The return earned on ULIP investments with an annual premium of more than ₹2.5 lakh (i.e., high-value premium insurance) would not be tax-deductible, according to ULIP taxable budget 2021. The Central Board of Direct Taxes (CBDT) has released a notification that explains how capital gains on unit-linked insurance plans (ULIPs) would be calculated. The CBDT’s fundamental structure treats all payments the policyholder receives as income, whether they are for withdrawal or as an incentive.

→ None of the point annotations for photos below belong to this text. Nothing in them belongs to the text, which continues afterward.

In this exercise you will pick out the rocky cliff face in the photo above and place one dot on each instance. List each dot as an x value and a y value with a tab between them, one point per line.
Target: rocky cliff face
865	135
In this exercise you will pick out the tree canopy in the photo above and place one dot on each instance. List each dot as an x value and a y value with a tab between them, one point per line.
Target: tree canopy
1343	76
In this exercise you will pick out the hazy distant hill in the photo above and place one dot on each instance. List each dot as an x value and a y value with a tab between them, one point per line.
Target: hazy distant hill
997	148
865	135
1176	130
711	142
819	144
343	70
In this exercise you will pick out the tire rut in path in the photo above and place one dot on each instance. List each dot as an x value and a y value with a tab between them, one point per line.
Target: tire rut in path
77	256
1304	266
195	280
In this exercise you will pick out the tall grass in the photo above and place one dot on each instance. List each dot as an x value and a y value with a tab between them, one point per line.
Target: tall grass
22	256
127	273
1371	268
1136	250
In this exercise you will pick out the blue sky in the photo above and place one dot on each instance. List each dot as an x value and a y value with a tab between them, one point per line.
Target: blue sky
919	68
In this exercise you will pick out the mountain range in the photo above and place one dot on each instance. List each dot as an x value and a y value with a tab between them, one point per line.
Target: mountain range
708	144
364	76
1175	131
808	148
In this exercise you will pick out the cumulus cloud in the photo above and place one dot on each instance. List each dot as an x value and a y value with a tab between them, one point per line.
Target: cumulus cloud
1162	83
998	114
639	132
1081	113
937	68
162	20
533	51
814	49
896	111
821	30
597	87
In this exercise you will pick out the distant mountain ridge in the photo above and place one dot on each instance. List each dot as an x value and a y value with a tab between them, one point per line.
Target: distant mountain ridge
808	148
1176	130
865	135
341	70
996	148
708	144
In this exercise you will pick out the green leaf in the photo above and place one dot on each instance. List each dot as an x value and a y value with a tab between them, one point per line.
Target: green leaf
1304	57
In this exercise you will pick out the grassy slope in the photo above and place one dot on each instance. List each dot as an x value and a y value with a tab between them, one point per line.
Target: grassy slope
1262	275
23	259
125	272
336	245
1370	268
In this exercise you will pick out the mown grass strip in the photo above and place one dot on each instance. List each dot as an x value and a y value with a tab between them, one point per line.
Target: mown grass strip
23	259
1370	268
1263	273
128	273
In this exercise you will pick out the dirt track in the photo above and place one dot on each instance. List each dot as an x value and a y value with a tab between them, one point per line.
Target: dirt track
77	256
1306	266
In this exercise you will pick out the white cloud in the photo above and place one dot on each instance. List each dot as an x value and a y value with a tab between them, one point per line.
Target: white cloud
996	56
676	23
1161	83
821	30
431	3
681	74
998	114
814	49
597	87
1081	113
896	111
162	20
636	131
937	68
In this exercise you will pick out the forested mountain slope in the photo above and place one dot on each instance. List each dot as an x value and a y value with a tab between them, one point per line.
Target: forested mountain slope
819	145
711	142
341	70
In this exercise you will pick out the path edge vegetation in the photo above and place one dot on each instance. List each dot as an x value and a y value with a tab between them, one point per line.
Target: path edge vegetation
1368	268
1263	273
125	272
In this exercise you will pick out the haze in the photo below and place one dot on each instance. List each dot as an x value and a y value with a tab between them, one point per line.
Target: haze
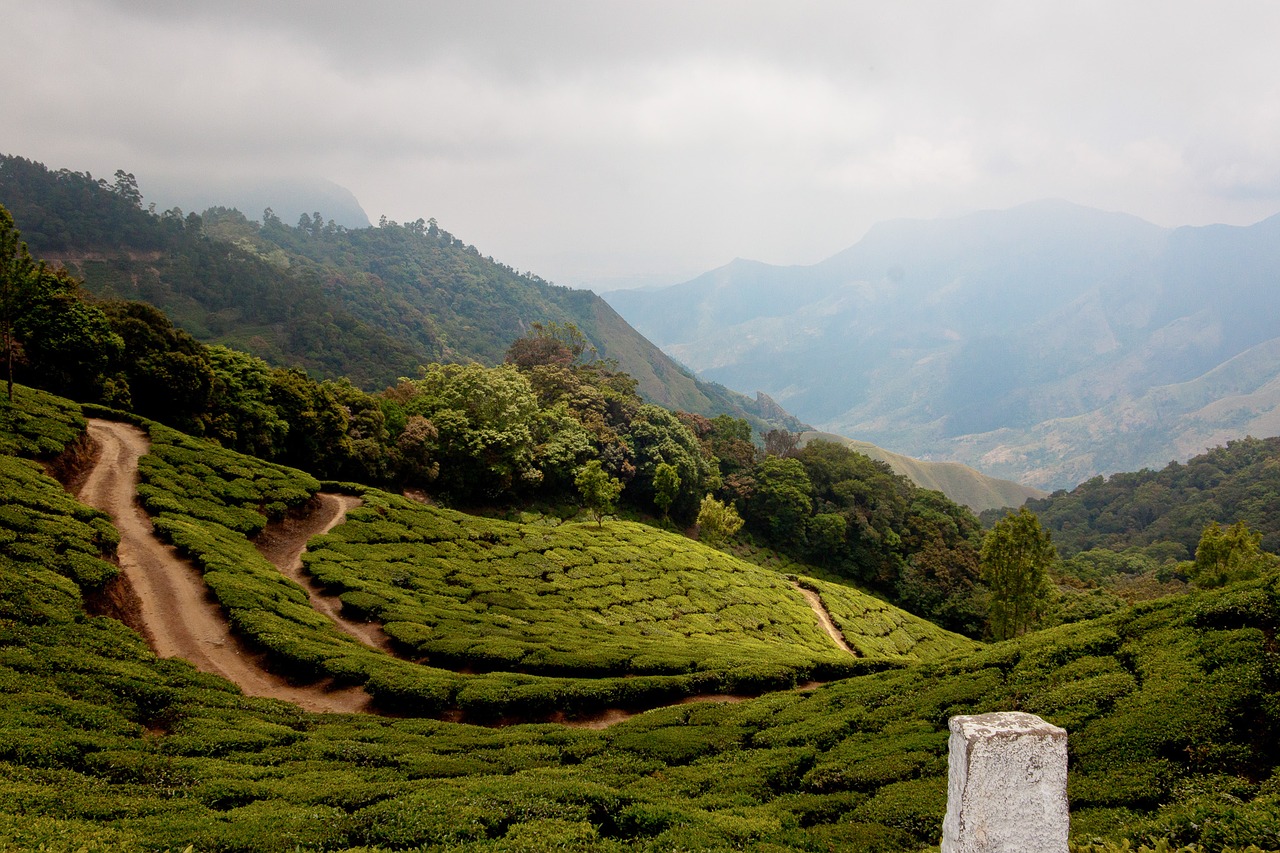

As per ULIP taxation in Budget 2021, the CBDT’s fundamental structure treats all payments the policyholder receives as income, whether they are for withdrawal or an incentive. Therefore, to calculate profits, CBDT recommends deducting the entire premium paid to date from the income received to date to find out the capital gain amount in its circular dated January 19, 2022.
ULIPs offer an appealing variety of benefits, particularly when it comes to ULIP taxation; nevertheless, before investing, thoroughly examine all elements of the plan to make the best choice for yourself and your loved ones.
In this policy, the investment risk in the investment portfolio is borne by the policyholder.